Food Insecurity | Deprivation and Health | Period Poverty in NI

General  |  Wed May 19 2021

Food Insecurity

The Trussell Trust published its updated State of Hunger in the UK report, based on information from 43 foodbanks around the UK (including one in NI). It revealed that even pre-pandemic, food insecurity in the UK was on the rise, affecting an estimated one in ten households in 2018. In 2019/20, the number of households using Trussell Trust foodbanks rose by more than a quarter, to 370,000. These included 320,000 children, a rise of 50% on the previous year’s total. The Trust called for changes to benefit payments, to make them “sufficient, accessible and responsive”; long-term funding for local welfare assistance programmes; and a cross-cutting national plan to combat food insecurity, informed by people with lived experience.

Deprivation and Health

Survey data from the British Red Cross showed that 76% of people surveyed felt the UK needs to address underlying inequalities laid bare by Covid-19 that are impacting people’s ability to copy and recover from crisis.

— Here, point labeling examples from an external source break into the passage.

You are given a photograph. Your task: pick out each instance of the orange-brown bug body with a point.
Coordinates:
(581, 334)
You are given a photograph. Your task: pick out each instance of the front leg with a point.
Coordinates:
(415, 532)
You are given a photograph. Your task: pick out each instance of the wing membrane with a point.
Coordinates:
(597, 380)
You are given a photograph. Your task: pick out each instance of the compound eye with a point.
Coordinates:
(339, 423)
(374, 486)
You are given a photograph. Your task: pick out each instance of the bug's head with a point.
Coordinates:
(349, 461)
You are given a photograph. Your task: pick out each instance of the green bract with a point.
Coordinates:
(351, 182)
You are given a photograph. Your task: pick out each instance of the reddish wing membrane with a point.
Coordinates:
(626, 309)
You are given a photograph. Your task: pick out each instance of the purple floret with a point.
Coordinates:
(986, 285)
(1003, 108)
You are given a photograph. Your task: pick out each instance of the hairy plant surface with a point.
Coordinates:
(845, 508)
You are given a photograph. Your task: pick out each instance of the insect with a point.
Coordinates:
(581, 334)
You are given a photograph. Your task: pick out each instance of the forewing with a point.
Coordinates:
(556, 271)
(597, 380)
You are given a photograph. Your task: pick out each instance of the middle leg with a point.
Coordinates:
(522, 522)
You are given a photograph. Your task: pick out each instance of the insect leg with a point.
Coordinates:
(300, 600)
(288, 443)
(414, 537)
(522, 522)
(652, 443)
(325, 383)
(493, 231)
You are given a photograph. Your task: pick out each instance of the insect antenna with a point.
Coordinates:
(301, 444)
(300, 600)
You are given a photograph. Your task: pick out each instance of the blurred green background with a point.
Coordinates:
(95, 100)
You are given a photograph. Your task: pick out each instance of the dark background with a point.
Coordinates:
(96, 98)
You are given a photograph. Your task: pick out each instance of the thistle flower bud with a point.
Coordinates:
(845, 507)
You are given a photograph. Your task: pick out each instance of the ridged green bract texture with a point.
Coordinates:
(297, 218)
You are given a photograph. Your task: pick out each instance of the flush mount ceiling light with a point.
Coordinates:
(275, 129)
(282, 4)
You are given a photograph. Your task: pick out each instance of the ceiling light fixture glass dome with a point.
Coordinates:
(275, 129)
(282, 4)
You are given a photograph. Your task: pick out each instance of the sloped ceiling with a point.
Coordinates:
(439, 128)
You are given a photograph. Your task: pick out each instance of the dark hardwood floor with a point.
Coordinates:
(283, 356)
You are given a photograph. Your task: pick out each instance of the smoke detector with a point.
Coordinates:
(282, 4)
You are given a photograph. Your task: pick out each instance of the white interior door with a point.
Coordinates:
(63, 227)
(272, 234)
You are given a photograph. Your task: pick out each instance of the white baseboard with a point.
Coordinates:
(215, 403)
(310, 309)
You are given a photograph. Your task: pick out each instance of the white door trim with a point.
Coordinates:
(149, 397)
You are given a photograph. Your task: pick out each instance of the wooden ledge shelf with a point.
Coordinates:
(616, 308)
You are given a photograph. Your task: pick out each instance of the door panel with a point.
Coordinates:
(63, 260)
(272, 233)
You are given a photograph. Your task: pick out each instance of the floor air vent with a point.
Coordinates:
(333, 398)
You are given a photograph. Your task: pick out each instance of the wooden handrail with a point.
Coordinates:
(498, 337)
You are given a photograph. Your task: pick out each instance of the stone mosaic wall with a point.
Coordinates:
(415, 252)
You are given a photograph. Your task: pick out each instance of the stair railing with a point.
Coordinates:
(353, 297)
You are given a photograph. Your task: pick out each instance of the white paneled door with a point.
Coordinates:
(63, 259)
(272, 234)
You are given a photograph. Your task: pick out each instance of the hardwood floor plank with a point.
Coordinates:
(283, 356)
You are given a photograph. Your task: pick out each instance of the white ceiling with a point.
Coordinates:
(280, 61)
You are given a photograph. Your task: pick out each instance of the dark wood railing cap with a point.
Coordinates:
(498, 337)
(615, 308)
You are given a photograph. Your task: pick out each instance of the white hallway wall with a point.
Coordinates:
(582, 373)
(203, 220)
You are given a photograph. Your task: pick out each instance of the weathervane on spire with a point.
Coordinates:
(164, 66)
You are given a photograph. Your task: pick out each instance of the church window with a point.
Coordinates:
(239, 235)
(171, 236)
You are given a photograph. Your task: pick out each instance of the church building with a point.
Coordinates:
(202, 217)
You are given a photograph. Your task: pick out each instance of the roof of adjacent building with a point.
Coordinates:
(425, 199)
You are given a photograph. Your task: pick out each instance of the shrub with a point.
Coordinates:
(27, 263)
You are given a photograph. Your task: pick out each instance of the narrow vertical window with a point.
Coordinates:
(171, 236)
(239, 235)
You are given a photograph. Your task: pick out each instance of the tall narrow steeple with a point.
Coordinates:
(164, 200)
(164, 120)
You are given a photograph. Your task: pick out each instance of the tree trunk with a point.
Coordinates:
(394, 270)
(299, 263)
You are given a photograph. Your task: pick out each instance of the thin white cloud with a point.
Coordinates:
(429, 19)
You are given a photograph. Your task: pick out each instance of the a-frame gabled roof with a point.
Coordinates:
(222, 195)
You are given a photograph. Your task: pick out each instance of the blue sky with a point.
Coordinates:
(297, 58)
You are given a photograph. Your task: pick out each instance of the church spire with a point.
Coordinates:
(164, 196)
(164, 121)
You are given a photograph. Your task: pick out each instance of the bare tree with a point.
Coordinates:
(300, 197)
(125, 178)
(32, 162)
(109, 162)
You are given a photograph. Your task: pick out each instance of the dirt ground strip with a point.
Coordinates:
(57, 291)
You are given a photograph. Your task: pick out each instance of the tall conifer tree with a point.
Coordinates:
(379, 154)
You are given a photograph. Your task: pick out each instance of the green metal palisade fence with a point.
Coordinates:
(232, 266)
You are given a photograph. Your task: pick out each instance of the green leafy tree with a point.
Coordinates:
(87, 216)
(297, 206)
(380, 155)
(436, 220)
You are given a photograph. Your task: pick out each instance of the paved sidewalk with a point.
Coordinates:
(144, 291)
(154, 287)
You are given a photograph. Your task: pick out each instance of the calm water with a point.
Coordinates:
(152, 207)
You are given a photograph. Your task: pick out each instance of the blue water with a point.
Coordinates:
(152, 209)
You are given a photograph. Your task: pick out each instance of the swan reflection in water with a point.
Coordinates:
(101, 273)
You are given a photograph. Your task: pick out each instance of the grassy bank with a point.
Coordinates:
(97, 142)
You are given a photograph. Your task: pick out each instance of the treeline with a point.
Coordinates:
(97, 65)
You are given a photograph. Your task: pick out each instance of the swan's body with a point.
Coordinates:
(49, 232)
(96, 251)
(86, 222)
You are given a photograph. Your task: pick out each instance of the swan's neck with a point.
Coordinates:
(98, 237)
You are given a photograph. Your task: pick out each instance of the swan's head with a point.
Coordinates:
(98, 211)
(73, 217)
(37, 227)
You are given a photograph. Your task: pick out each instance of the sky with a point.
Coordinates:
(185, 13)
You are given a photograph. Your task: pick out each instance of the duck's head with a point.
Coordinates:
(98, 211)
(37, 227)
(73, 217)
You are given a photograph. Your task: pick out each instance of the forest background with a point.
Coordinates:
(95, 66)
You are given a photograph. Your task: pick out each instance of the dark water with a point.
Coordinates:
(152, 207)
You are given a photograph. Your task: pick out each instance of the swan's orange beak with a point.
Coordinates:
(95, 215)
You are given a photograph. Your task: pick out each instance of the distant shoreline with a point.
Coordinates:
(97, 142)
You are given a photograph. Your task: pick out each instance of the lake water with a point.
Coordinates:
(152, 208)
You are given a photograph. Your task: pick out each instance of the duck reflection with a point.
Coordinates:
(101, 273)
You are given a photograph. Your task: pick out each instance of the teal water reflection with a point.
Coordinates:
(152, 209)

Other results included that 75% of people were concerned about a future global health emergency, and 61% felt climate change would impact on their lives. The organisation called for gaps in social and health care to be eliminated and for freedom from destitution for everyone.

A study into the impact of deprivation on child mortality, funded by NHS England, found a clear association between the two for all causes of death but cancer. Researchers estimated that close to 700 deaths could be prevented each year by steps to reduce deprivation, and called for an urgent government measures against child poverty like “greater investment in children’s benefits, tackling low pay, and addressing high costs such as rent and childcare”.

The World Health Organisation-commissioned Independent Panel for Pandemic Preparedness and Response presented its findings, highlighting “failures and gaps in international and national responses” to Covid-19 and recommending an over-arching pandemic preparedness and response system to prevent the same in future. Specifically on vaccines, the panel called on high-income countries with a vaccine pipeline, like the UK, to “commit to provide to the 92 low and middle income countries of the Gavi COVAX Advance Market Commitment, at least one billion vaccine doses no later than 1 September 2021 and more than two billion doses by mid-2022”.

Period Poverty in NI

The Department for the Economy announced a pilot project from September 2021 to provide period products free of charge during the academic year for students attending Ulster University, Queen’s University Belfast, Stranmillis University College and St Mary’s University College. It said free period products are already provided in the majority of campuses across Northern Ireland’s six further education colleges.